Но чтобы возвратить нас на поле терапии, скажу: недавнее исследование успешности показало, что почти что все продолжительные и сколько-нибудь серьезно практиковавшиеся виды лечения – с бóльшими или меньшими отклонениями – дали в итоге те же самые квоты успешности и неуспешности. Из этого можно сделать вывод, что методы и их обоснования имеют лишь побочное значение. Суть исцеления состоит, пожалуй, в терапевтической ситуации как таковой, то есть в том, что она оказывает на большинство людей позитивное влияние, и оно выражается в том, что эти люди – после периода, в который они запускают себя и пренебрегают собой, испытывая психические лишения, – спустя некоторое время оказываются способными поговорить о себе серьезно с личностью, которую они принимают всерьез. Все остальное – побочное и надстроечное; единственное, что идет в счет, – это основополагающая диалогическая ситуация: в климате доброжелательного внимания с несомненно конструктивным визави оказаться в состоянии выразить в языке свою собственную путаницу и неразбериху. При этом – если все пройдет хорошо – будет обретен опыт, который позволит тебе позитивно занять место Другого. В конфликтологии нечто подобное называется «процесс достижения мира». С точки зрения этого основного почти безразлично, какой именно род профессионализаций развивает терапевт как сторона взаимодействия. Здесь есть великие варианты и, кстати сказать, также заслуживающие внимания предварительные упражнения и пробы, имевшие место в истории. В «Сферах I» я напомнил о том, как развивались техники установления близких отношений раньше – в период возникновения буржуазного общества. Уже в XVIII веке требовались научные предлоги, если люди хотели вступить в «магнетический контакт» и обновить свою душу[235]. Стабилизировавшаяся система обеспечения дистанции Я в обществах XIX века заставляет специально обосновывать необходимость ситуаций, в которых люди вступают в близкий контакт, и наилучшим обоснованием и оправданием по сей день считается научно закодированная терапевтическая цель.

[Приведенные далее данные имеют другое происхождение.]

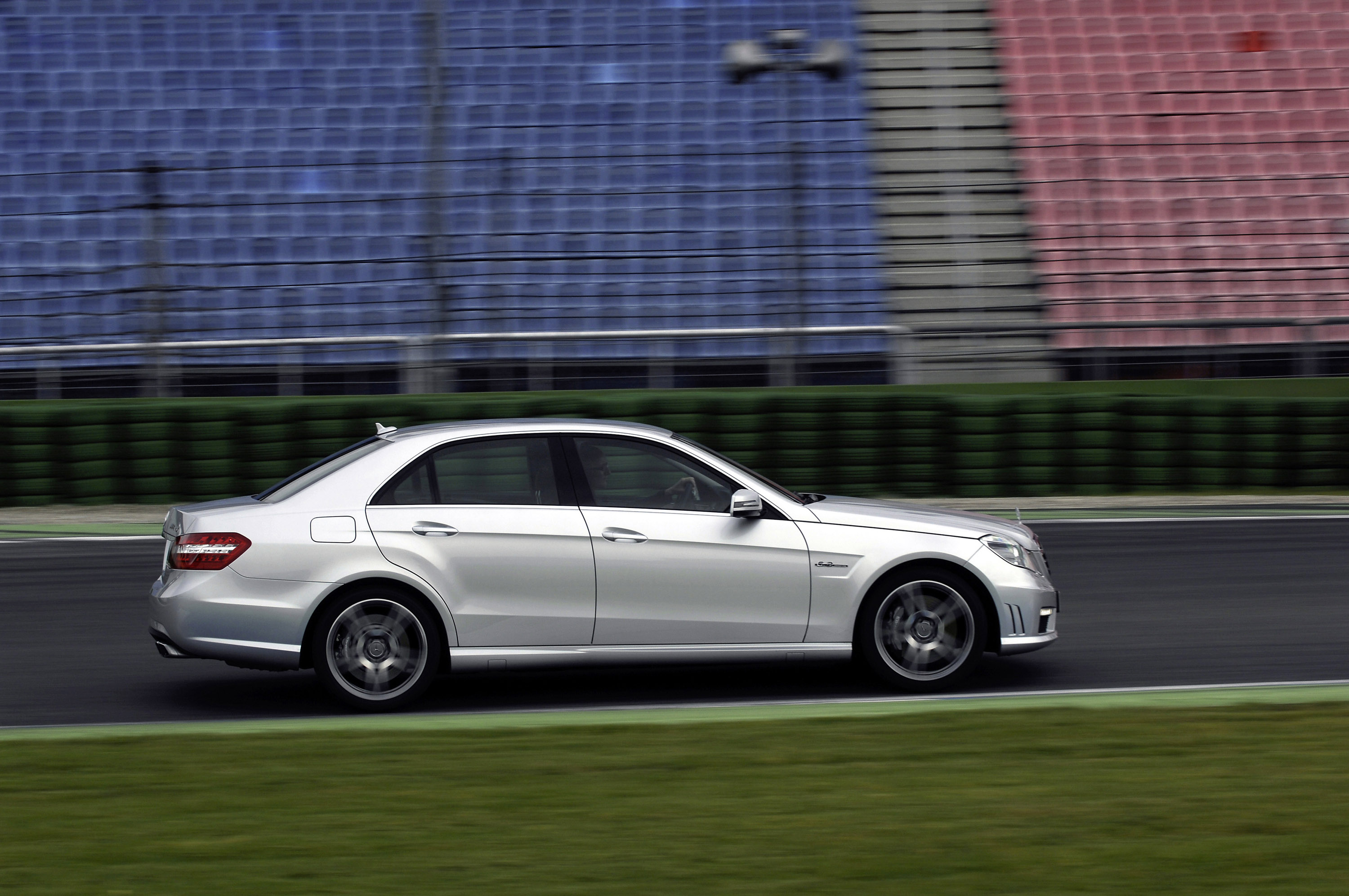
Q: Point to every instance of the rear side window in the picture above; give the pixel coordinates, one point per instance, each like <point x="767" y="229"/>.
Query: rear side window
<point x="494" y="472"/>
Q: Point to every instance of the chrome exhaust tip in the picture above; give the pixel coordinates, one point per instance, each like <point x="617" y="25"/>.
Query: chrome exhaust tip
<point x="168" y="648"/>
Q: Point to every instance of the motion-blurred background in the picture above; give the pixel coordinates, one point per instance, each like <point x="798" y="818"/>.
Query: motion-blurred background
<point x="972" y="192"/>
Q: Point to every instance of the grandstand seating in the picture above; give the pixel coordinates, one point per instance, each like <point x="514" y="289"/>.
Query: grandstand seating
<point x="599" y="172"/>
<point x="1182" y="160"/>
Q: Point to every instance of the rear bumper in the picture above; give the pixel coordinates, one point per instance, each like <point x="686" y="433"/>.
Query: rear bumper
<point x="224" y="616"/>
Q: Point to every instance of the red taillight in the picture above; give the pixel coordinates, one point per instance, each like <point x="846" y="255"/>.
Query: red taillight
<point x="207" y="550"/>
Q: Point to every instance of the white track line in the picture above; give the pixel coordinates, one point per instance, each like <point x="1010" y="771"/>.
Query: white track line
<point x="1320" y="516"/>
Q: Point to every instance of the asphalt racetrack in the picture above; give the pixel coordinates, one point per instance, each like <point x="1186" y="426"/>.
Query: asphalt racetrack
<point x="1144" y="604"/>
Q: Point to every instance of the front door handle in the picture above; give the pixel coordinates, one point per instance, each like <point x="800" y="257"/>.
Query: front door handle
<point x="435" y="530"/>
<point x="624" y="536"/>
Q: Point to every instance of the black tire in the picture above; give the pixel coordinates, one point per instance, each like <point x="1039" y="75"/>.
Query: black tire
<point x="377" y="648"/>
<point x="922" y="629"/>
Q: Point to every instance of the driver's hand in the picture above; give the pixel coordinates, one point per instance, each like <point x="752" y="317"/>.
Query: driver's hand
<point x="684" y="486"/>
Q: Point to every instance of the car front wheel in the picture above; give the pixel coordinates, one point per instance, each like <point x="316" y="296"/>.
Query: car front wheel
<point x="922" y="631"/>
<point x="375" y="650"/>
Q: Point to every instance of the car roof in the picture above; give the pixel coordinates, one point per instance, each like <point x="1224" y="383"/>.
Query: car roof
<point x="527" y="424"/>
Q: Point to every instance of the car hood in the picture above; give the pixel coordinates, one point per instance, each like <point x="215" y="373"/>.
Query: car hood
<point x="915" y="517"/>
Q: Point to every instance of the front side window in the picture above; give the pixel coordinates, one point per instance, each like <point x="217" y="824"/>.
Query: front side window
<point x="636" y="474"/>
<point x="494" y="472"/>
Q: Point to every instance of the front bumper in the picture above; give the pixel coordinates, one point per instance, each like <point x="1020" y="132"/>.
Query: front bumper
<point x="224" y="616"/>
<point x="1026" y="643"/>
<point x="1027" y="605"/>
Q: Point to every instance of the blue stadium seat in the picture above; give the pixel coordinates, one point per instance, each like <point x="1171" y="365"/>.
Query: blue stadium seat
<point x="581" y="133"/>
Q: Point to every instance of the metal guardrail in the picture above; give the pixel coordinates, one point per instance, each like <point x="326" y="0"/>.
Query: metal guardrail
<point x="419" y="362"/>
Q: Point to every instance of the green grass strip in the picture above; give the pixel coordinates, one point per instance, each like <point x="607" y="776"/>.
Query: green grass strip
<point x="75" y="530"/>
<point x="1206" y="697"/>
<point x="1116" y="799"/>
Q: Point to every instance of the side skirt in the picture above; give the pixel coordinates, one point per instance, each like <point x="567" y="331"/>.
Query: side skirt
<point x="545" y="658"/>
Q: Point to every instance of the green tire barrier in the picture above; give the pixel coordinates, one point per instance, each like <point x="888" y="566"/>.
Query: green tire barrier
<point x="862" y="441"/>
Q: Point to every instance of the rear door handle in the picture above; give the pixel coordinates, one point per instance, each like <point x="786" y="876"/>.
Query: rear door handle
<point x="624" y="536"/>
<point x="435" y="530"/>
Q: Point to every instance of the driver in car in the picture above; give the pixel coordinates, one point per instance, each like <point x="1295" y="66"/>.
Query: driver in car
<point x="597" y="472"/>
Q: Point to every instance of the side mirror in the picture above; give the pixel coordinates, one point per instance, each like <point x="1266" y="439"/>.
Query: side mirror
<point x="746" y="504"/>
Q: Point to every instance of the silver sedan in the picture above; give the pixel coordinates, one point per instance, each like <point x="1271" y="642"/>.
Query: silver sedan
<point x="509" y="544"/>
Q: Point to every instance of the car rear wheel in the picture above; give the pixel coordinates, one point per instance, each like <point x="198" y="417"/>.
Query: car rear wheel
<point x="922" y="631"/>
<point x="375" y="650"/>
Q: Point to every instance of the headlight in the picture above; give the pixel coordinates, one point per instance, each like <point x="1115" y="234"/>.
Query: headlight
<point x="1008" y="550"/>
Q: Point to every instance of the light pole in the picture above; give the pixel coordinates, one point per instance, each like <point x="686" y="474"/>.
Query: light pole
<point x="788" y="52"/>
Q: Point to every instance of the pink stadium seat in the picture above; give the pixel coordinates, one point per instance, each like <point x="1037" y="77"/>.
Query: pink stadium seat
<point x="1175" y="154"/>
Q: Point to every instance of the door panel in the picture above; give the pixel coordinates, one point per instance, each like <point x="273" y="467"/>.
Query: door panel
<point x="513" y="577"/>
<point x="670" y="577"/>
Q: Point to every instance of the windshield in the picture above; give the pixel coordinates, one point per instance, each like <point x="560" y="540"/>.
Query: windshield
<point x="784" y="492"/>
<point x="297" y="482"/>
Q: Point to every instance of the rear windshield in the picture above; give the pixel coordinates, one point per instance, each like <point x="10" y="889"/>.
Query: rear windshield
<point x="297" y="482"/>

Г. – Ю. Х.: В том, что Вы сказали, я нахожу особенно поразительным один момент: в самом деле, невозможно понять, почему мы, по большей части, начинаем психологически рассматривать тех, кто уже родился, а не тех, кому родиться еще только предстоит. В связи с этим можно сослаться на пример из области этнологии. В японском и корейском календаре беременность засчитывается как первый год жизни плода, так что при рождении ребенок уже может праздновать свою первую годовщину.

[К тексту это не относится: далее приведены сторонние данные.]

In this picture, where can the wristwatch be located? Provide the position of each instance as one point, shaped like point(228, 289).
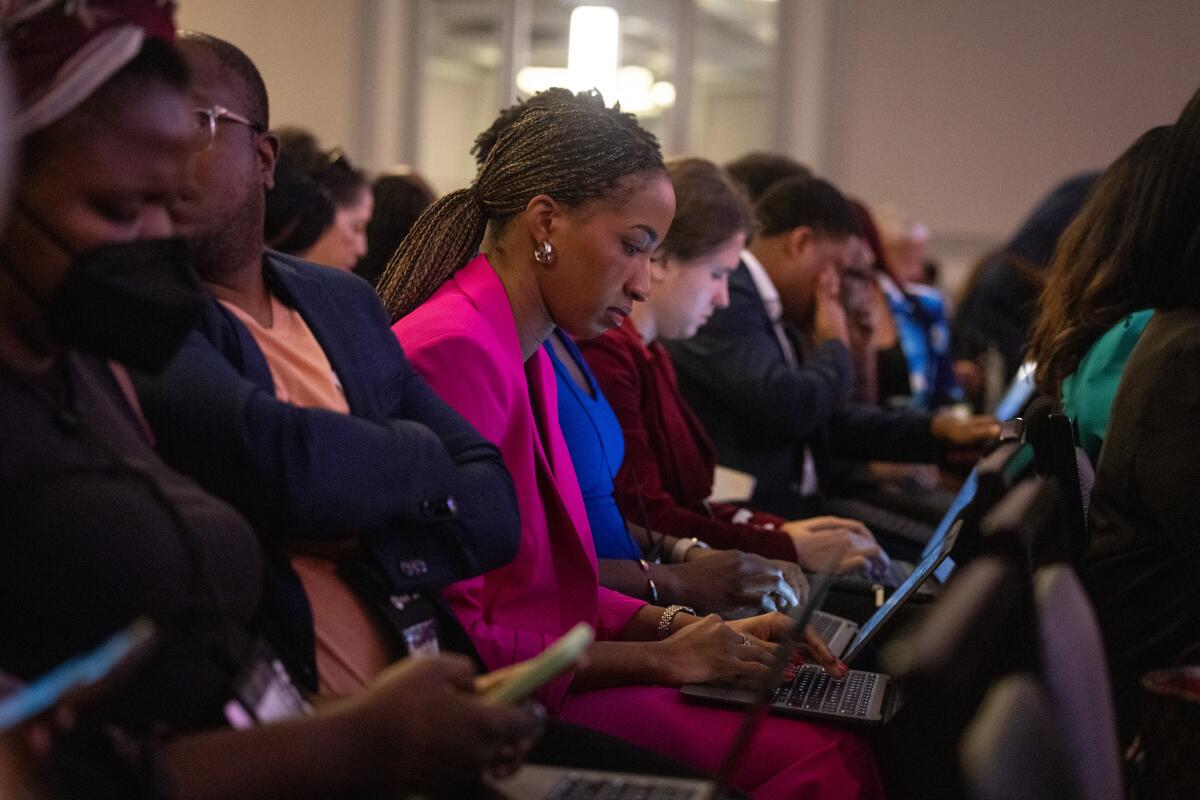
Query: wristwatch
point(669, 617)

П. С.: Следует пожелать, чтобы об этом обычае было известно европейцам – не потому, что этот обычай нужно перенять, а просто чтобы принять к сведению. Впрочем, мне известны сообщения о том, что у приверженцев даосизма в Китае есть подобная традиция, – и я указываю на это в «Сферах I».

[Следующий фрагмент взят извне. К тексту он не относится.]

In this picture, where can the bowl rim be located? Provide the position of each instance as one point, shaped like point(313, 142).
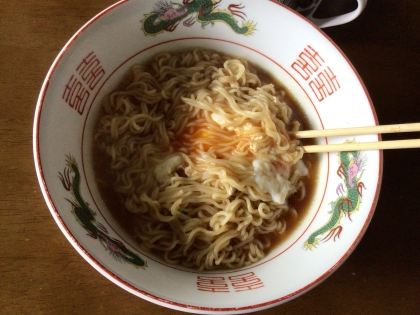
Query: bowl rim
point(107, 273)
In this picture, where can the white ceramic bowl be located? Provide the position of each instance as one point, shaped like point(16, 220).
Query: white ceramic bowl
point(278, 40)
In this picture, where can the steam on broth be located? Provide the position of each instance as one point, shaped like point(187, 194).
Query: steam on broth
point(193, 158)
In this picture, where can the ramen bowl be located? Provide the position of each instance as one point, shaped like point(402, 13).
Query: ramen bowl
point(282, 43)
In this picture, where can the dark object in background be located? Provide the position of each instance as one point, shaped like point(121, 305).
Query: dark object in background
point(326, 9)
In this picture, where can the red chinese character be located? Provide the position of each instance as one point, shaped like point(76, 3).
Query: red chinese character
point(248, 281)
point(212, 284)
point(91, 71)
point(324, 84)
point(308, 62)
point(75, 95)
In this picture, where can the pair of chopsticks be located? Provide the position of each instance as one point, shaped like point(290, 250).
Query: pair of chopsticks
point(381, 145)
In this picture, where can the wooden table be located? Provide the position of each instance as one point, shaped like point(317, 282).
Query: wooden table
point(41, 273)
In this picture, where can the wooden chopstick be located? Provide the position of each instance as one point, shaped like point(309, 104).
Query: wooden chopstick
point(381, 145)
point(356, 131)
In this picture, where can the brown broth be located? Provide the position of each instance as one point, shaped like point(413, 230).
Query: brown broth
point(126, 220)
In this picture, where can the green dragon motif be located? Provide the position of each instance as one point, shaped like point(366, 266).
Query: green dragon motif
point(350, 196)
point(166, 16)
point(86, 217)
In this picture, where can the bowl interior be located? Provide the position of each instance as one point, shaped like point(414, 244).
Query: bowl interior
point(305, 61)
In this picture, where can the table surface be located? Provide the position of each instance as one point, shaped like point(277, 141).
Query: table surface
point(41, 273)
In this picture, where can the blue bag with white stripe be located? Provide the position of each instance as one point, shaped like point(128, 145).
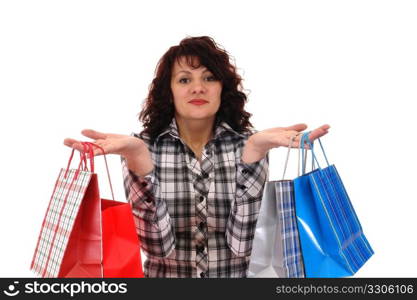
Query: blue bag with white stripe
point(332, 240)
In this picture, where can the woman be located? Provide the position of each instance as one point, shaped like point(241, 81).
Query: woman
point(195, 174)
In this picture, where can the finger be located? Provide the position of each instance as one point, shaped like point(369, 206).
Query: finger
point(317, 133)
point(297, 127)
point(73, 144)
point(92, 134)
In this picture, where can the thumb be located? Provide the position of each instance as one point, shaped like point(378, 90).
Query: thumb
point(297, 127)
point(92, 134)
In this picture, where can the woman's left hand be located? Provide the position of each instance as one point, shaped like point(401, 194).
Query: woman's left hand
point(261, 142)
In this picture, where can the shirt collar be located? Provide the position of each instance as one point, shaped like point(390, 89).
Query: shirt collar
point(220, 130)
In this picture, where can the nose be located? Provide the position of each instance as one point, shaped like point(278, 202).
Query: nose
point(198, 87)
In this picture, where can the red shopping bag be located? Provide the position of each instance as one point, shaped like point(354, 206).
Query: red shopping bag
point(83, 235)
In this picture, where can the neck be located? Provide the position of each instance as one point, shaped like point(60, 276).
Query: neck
point(195, 133)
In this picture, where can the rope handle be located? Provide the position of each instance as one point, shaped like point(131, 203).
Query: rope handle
point(82, 166)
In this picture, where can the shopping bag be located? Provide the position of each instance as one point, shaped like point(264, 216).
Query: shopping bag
point(276, 248)
point(83, 235)
point(332, 240)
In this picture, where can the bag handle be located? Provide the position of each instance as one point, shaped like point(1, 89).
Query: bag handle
point(305, 140)
point(288, 154)
point(91, 157)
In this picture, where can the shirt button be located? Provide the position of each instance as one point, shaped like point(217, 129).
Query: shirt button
point(241, 186)
point(200, 248)
point(148, 200)
point(201, 225)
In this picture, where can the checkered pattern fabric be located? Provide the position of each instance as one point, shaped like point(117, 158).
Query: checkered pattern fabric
point(292, 255)
point(197, 218)
point(58, 222)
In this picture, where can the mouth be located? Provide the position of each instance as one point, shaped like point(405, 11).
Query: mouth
point(198, 101)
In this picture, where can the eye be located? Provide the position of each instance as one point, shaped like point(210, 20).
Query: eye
point(211, 78)
point(183, 80)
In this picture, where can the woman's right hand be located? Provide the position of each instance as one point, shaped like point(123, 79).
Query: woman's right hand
point(134, 150)
point(124, 145)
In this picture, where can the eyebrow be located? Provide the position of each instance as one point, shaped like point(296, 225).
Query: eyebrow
point(188, 72)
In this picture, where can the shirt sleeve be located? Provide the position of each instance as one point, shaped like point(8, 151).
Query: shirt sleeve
point(152, 220)
point(241, 225)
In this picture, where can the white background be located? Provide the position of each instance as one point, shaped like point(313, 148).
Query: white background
point(69, 65)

Г. – Ю. Х.: Мы говорим о механизмах приведения к норме у представителей гуманитарных наук – и о тех потерях в восприятии, которые получаются в результате их действия. Мы, как представляется, едины в признании того, что в мышление ученых, философов, психоаналитиков встроено чересчур много «игровых пространств» <допускающих возможность произвольных действий и толкований> – в том смысле, о котором мы говорили ранее. Был один психоаналитик, который также выступал в роли жонглера – Фриц Моргенталер[236]. Но разве не выступает в роли жонглеров значительно большее число ученых? Вероятно, они смогли бы исполнить то, что однажды посулил Фрейд: в психоаналитической ситуации всё постоянно должно находиться «в потоке и в изменении». Это относится к культурологическому мышлению в целом и, пожалуй, должно относиться и к естественным наукам тоже. У Фрейда можно найти еще одну примечательную формулировку: все, что не отличается толщиной, приближает нас к предмету психоанализа. И это выражение снова возвращает нас к сравнению с поварским искусством и его способом преодолевать сопротивление.
Сопротивление – я все же хотел бы в данном контексте продолжить разговор об этом концепте – требует, следовательно, специфического понимания. Кроме того, здесь возникает трудность, которую, насколько я вижу, никто, кроме Лакана и Моргенталера, не формулирует верно. Оба автора подчеркивали, что сопротивление в ходе психоанализа – это в первую очередь не сопротивление анализируемого, а сопротивление психоаналитика. По мнению этих авторов, речь идет о воображаемом рефлексе, который у самого психоаналитика вызывается тем, чтó он воспринимает от своего визави. Следовательно, именно аналитик в критический момент и «закрывается» по отношению к своему клиенту.